Cette naissance fut le grand triomphe d’Agnès. Enfin, elle pouvait mettre dans les bras de son époux l’héritier qu’il désirait tant. Elle était même tellement heureuse qu’elle rit de bon cœur en constatant qu’il s’agissait encore une fois d’un petit rouquin. Selon la tradition des grandes familles, Guillaume salua l’arrivée de son fils en passant un beau diamant au doigt de sa femme…
Lorsque l’on entra dans l’église où attendaient un sonneur exténué et un prêtre plutôt soulagé de les voir enfin là – avec ces Tremaine on ne savait jamais ce qui pouvait se passer ! –, Guillaume qui, durant le chemin, avait subi l’incessant bavardage de la vieille Mme de Chantaloup sourit à son épouse :
— Nous y voici tout de même, mon cœur, chuchota-t-il. J’ai cru un moment qu’il allait falloir remettre !
Il était fier d’Agnès à cet instant et se sentait pleinement heureux. Même le remords toujours présent que lui infligeait sa passion pour lady Tremayne s’effaçait devant l’éclat d’une journée consacrée à l’enfant qui allait perpétuer son nom. Un remords assez discret d’ailleurs pour ne pas être encombrant tant il lui paraissait normal d’aimer Marie-Douce. Elle était un être différent et cependant faisait partie de lui-même comme son propre sang, élue depuis le premier jour lorsqu’il l’avait vue dévaler la rue Sainte-Anne à Québec pour atterrir dans un tas de neige.
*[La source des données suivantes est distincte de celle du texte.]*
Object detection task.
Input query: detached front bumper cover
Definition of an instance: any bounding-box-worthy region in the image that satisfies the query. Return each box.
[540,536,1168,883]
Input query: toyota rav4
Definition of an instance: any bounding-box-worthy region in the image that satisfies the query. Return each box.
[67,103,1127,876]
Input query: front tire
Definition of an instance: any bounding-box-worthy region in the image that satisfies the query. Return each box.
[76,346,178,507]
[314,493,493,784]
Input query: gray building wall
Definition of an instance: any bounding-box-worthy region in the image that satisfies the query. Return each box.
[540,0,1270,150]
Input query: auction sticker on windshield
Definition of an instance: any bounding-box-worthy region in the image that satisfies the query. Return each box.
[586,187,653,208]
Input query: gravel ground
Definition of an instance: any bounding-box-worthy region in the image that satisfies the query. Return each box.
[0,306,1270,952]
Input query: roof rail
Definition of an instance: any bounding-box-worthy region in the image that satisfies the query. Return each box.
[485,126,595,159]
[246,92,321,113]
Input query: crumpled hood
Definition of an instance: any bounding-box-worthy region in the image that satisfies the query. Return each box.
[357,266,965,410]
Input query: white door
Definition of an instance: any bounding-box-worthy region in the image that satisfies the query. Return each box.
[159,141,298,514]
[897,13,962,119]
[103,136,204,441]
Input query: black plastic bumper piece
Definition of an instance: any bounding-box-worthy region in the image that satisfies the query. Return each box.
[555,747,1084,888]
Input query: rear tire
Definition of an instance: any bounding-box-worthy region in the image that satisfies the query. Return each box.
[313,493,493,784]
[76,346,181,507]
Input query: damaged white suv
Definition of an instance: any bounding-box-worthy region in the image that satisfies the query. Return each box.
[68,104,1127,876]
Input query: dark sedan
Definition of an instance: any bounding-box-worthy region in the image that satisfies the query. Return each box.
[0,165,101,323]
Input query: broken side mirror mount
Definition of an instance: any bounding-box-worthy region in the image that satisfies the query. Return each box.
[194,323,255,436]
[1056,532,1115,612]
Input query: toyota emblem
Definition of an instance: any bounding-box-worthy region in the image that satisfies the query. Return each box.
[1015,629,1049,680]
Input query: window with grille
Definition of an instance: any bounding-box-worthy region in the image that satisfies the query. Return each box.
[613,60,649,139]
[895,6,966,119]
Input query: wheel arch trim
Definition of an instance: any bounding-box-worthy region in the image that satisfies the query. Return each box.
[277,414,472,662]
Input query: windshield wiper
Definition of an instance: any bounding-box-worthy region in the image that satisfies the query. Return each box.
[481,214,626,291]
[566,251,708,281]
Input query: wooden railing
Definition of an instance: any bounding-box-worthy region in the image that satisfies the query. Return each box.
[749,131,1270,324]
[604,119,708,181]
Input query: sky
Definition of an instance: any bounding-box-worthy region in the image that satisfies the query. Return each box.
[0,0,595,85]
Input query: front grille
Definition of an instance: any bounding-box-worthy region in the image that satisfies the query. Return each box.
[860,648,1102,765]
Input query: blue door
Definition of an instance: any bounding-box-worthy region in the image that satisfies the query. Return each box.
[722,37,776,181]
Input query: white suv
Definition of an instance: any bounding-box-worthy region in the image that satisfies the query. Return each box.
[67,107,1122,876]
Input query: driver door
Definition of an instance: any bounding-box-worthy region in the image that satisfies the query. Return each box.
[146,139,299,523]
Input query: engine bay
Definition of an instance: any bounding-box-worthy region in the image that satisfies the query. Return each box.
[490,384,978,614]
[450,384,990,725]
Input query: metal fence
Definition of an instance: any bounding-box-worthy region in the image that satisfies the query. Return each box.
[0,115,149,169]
Même lorsqu’il la croyait à jamais perdue, Guillaume gardait au fond du cœur une image trop profondément empreinte pour s’effacer jamais et lorsqu’un miracle les remit face à face il ne leur vint même pas à l’idée d’essayer de lutter contre le flot brûlant qui les avait couchés sur une plage déserte pour s’unir selon la loi de l’amour et cela jusqu’à ce que la marée les chasse vers une alcôve moins humide. Depuis, leur passion mutuelle ne faisait que croître. Peut-être parce qu’il lui fallait subir de longues périodes de séparation.
L’ironie du destin voulait, en effet, que Marie-Douce, restée au pays après la perte de la Nouvelle-France, eût épousé le demi-frère de Guillaume, Richard Tremaine, le traître de l’anse au Foulon, que sa vilenie et les services rendus par la suite aux nouveaux maîtres britanniques transformèrent en sir Richard Tremayne, heureusement défunt depuis quelques années. La haine que lui vouait Guillaume – comme d’ailleurs à l’Angleterre tout entière ! – s’en trouvait à peine amoindrie et le triomphe de reprendre à ce mort détesté la femme dont il avait sans doute été très fier décuplait en lui les joies de l’amour comblé.